O fato: a pílula suprime temporariamente a ovulação. Ao parar, o ciclo retorna. Pode haver alguma irregularidade nos primeiros meses, o que é normal e transitório.

Mito 3: “Quanto mais relações, maiores as chances”

Faz sentido intuitivo, mas a biologia não funciona exatamente assim. A concepção só é possível na janela fértil, que tem cerca de seis dias por ciclo. Relações fora desse período não contribuem para a concepção. Dentro da janela, ter relações todos os dias pode até reduzir levemente a concentração espermática em alguns homens.

O fato: relações a cada 1 a 2 dias durante a janela fértil é o padrão com melhor evidência. Fora dela, a frequência não tem impacto nas chances daquele ciclo.
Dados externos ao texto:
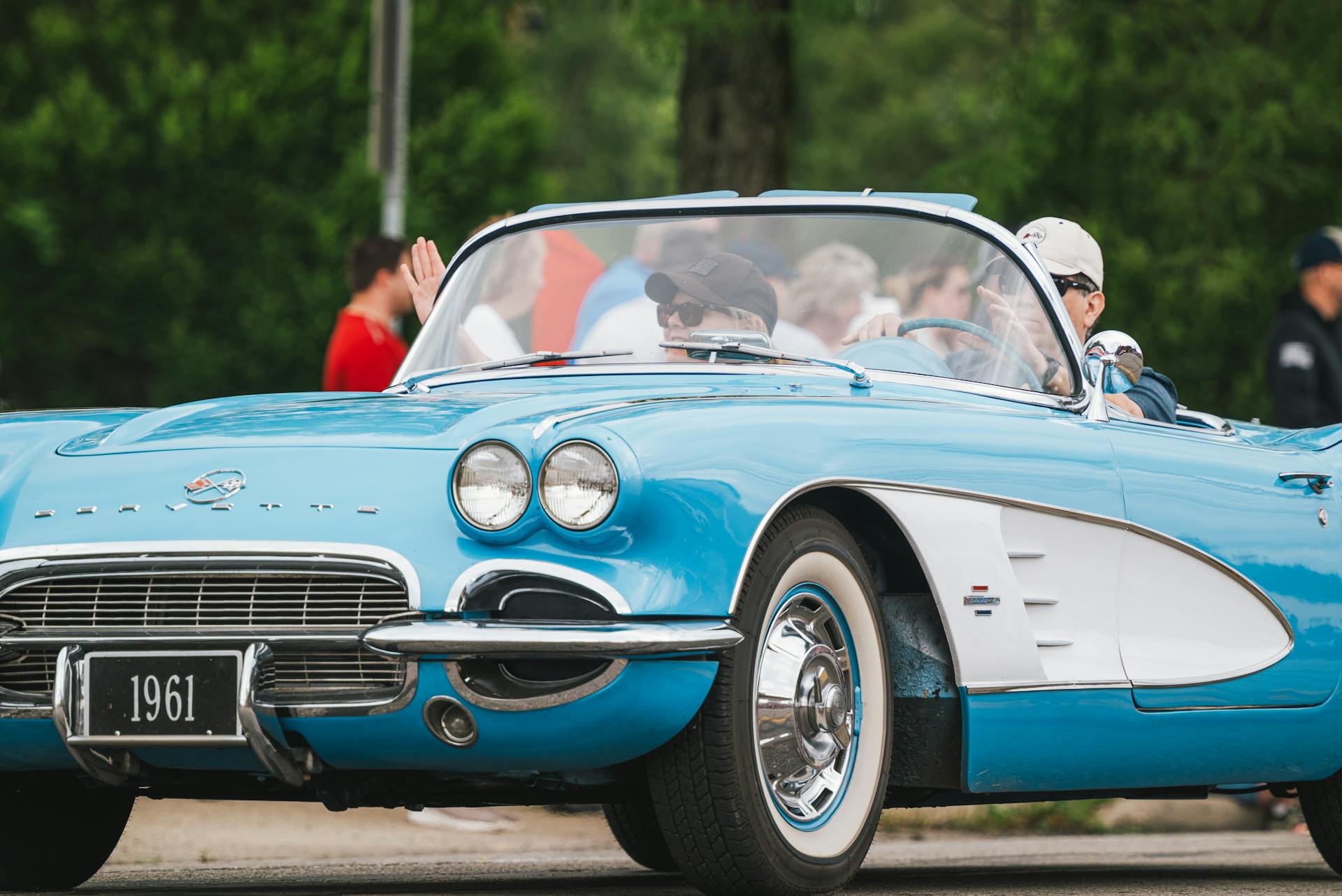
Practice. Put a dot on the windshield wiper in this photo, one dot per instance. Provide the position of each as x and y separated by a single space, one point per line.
860 379
417 384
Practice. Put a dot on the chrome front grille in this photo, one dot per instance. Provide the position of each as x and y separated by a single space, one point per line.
31 674
302 600
160 597
291 677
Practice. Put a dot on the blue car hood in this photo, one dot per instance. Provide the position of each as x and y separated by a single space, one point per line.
356 420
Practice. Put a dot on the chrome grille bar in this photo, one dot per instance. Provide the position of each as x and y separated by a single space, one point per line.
224 598
309 609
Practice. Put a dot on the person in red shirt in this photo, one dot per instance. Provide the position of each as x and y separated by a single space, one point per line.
364 352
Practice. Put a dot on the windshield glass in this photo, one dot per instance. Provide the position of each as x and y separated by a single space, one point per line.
888 293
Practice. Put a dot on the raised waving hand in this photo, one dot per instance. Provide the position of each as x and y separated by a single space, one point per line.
426 275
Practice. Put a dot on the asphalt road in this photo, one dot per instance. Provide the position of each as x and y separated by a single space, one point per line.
1185 864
Mito 4: “O homem não precisa se preocupar até precisar de tratamento”

O fator masculino está envolvido em 40 a 50% dos casos de dificuldade para engravidar. Alimentação, suplementação, calor escrotal, álcool, tabaco e estresse afetam diretamente a qualidade espermática. E as mudanças levam 74 dias para se refletir nos espermatozoides.

O fato: a preparação pré-concepcional é dos dois. Ele precisa se envolver desde o início, não só quando algo der errado.

Mito 5: “O estresse é a principal causa de infertilidade”

O estresse crônico interfere no eixo hormonal reprodutivo, pode atrasar a ovulação e comprometer a qualidade espermática. Mas não é a principal causa de infertilidade. Esse mito é perigoso porque faz casais achar que o problema é psicológico quando há causas físicas tratáveis que precisam de investigação.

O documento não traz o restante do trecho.